The burgeoning field of wireless communication is rapidly transforming to respond to an ever-growing demand for spectrum and interconnected devices. Simple need for bandwidth combined with extremely low power consumption and component size requirements are challenging existing communication technologies and favoring the development of innovative microsystems. Microscale acoustic systems are poised to have an impact in enabling disruptive approaches that address the challenges faced by the development of modern communication systems. 
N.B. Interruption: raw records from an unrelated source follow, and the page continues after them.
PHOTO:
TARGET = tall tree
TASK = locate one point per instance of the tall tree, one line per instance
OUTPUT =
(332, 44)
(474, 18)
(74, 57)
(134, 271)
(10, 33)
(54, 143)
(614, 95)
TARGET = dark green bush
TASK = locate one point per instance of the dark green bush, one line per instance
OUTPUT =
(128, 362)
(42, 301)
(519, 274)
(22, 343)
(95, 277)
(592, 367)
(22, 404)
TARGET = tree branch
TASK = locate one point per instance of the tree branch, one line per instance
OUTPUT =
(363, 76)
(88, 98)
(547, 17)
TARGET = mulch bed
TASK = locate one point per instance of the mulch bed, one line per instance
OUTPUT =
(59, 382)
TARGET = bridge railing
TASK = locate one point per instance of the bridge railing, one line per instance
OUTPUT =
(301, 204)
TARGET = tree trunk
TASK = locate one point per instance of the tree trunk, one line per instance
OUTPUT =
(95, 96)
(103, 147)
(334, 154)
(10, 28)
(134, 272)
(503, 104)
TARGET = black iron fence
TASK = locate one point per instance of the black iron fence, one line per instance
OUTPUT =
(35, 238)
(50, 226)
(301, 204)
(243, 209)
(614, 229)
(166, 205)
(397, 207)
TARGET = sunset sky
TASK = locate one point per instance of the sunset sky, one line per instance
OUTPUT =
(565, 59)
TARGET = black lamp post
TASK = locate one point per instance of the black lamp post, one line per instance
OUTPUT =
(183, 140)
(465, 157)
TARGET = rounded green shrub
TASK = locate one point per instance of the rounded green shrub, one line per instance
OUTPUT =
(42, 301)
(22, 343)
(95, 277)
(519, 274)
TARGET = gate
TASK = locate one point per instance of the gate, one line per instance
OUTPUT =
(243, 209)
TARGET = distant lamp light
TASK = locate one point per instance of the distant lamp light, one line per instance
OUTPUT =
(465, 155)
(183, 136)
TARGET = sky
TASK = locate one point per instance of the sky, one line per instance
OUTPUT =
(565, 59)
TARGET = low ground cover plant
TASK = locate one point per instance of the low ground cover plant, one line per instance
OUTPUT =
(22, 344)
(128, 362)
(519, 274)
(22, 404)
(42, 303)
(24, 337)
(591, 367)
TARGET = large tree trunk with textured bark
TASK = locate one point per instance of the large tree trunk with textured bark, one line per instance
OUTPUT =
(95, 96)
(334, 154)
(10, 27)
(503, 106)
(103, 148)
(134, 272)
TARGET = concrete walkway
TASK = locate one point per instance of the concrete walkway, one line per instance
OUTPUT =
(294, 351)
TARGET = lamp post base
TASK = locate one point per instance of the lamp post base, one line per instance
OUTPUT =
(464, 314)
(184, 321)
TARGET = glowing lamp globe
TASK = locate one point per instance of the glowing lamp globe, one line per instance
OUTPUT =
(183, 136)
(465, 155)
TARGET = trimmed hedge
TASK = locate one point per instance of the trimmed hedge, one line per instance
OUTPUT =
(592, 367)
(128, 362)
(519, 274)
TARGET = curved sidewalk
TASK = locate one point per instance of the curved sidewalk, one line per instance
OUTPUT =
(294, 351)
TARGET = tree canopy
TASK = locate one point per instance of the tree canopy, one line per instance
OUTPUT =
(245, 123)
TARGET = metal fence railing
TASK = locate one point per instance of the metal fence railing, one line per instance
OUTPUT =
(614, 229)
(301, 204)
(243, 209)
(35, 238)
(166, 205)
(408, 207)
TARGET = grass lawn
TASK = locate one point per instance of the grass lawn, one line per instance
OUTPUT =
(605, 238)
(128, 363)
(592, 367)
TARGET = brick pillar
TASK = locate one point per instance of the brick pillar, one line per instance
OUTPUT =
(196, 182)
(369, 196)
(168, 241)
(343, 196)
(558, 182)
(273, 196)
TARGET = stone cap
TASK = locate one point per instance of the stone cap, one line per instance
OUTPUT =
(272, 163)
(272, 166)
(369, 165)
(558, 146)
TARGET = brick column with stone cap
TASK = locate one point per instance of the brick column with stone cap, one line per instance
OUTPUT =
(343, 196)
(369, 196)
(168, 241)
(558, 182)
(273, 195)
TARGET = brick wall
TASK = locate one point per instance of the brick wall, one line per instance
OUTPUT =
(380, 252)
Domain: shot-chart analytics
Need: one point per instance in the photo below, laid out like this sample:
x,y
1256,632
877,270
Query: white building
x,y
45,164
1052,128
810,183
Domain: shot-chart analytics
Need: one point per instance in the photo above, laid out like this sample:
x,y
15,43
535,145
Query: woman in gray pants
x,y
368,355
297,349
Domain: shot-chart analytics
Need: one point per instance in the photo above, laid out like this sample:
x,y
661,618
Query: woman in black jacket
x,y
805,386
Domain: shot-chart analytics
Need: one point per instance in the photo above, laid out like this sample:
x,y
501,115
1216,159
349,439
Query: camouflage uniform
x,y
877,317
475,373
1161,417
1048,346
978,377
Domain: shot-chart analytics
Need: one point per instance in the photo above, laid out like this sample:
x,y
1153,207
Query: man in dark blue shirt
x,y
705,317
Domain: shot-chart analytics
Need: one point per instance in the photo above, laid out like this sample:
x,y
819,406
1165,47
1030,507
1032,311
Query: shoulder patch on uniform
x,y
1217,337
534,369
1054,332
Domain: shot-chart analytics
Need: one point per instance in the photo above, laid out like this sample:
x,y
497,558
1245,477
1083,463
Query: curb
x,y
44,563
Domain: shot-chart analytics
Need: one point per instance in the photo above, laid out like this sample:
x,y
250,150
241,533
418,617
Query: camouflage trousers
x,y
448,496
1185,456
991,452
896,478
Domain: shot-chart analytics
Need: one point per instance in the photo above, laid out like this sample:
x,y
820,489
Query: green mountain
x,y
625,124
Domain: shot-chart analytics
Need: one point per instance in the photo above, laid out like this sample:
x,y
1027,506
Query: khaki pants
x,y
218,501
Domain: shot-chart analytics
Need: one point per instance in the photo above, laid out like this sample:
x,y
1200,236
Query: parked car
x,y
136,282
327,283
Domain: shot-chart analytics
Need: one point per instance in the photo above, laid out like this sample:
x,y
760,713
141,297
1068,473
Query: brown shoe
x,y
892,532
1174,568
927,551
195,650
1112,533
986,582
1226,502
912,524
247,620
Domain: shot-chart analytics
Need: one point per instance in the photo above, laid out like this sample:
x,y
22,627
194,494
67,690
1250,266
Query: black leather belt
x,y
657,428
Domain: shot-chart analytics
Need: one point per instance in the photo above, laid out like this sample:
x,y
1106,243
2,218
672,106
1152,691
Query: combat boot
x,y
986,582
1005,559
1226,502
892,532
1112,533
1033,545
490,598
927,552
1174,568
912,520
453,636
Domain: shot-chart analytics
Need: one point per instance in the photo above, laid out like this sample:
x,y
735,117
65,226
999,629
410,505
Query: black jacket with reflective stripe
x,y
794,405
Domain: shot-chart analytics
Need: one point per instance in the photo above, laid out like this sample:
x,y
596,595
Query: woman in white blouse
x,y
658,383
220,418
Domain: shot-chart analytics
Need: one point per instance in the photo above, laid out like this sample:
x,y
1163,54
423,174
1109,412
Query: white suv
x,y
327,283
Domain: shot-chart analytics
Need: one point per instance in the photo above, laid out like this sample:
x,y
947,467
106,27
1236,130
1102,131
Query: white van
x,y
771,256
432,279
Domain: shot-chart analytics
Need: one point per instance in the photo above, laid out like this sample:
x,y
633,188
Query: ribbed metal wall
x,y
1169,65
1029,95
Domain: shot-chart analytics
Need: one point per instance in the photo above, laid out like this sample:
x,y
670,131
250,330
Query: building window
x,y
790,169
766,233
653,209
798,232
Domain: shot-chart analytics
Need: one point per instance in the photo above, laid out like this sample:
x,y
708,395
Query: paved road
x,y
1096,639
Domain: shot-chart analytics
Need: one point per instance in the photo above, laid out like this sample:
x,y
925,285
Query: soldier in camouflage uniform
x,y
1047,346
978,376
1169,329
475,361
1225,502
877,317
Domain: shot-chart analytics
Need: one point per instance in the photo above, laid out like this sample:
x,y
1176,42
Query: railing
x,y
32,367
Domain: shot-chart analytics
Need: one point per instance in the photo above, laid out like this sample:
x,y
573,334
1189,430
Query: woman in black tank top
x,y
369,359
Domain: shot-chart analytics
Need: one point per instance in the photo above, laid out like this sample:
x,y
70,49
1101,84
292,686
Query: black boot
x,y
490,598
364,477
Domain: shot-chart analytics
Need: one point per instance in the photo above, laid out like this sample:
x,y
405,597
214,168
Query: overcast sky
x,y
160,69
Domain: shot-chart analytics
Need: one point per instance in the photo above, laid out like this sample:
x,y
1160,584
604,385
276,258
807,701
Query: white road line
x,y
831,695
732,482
This talk will present recent advancements in piezoelectric microacoustic devices spanning from material and processing, to devices and microsystems. I will touch upon thin film technologies such as doped AlN and lithium niobate, which resulted in micromechanical resonators with record-high figure of merit. I will specifically show how the exceptional characteristics of these devices can be exploited to demonstrate unique microsystems for 5G mm-wave filtering. Given the wide energy bandgap and unique low losses of these piezoelectric thin film technologies, the same materials can also be micromachined to support not only acoustic, but also photonic structures. I will present how piezoelectric transducers can be co-fabricated with photonic waveguides and resonators to develop innovative low-power microsystems for RF and microwave communications. I will conclude by highlighting how these microacoustic technologies will continue to impact the next generation of communication systems. 

Biography

Gianluca Piazza is the ST Microelectronics Professor in the Department of Electrical and Computer Engineering at Carnegie Mellon University and the Director of the CMU Nanofabrication Facility. Prior to joining CMU he was the Wilf Family Term Assistant Professor in the department of Electrical and Systems Engineering at the University of Pennsylvania.  His research interests focus on piezoelectric micro and nano electromechanicalsystems (M/NEMS) for RF wireless communication, acousto-optics, chemical/biological detection, ultrasonics, and mechanically-assisted computing.  He also has a general interest in the areas of micro/nano fabrication techniques and integration of micro/nano devices with state-of-the-art electronics.  He has more than 15 years of experience working with piezoelectric materials and devices.  He holds several patents in the field of micromechanical resonators some of which have been acquired by industry. He received the IBM Young Faculty Award in 2006 and has won, with his students, the Best Paper Award at the IEEE Frequency Control Symposium in 2008, 2009, 2011 and 2013, at the IEEE International Microwave Symposium in 2022, and at the IEEE Ultrasonic Symposium in 2012 and 2023. He serves as Editor-in-Chief for the IEEE Journal of MicroElectroMechanical Systems (JMEMS).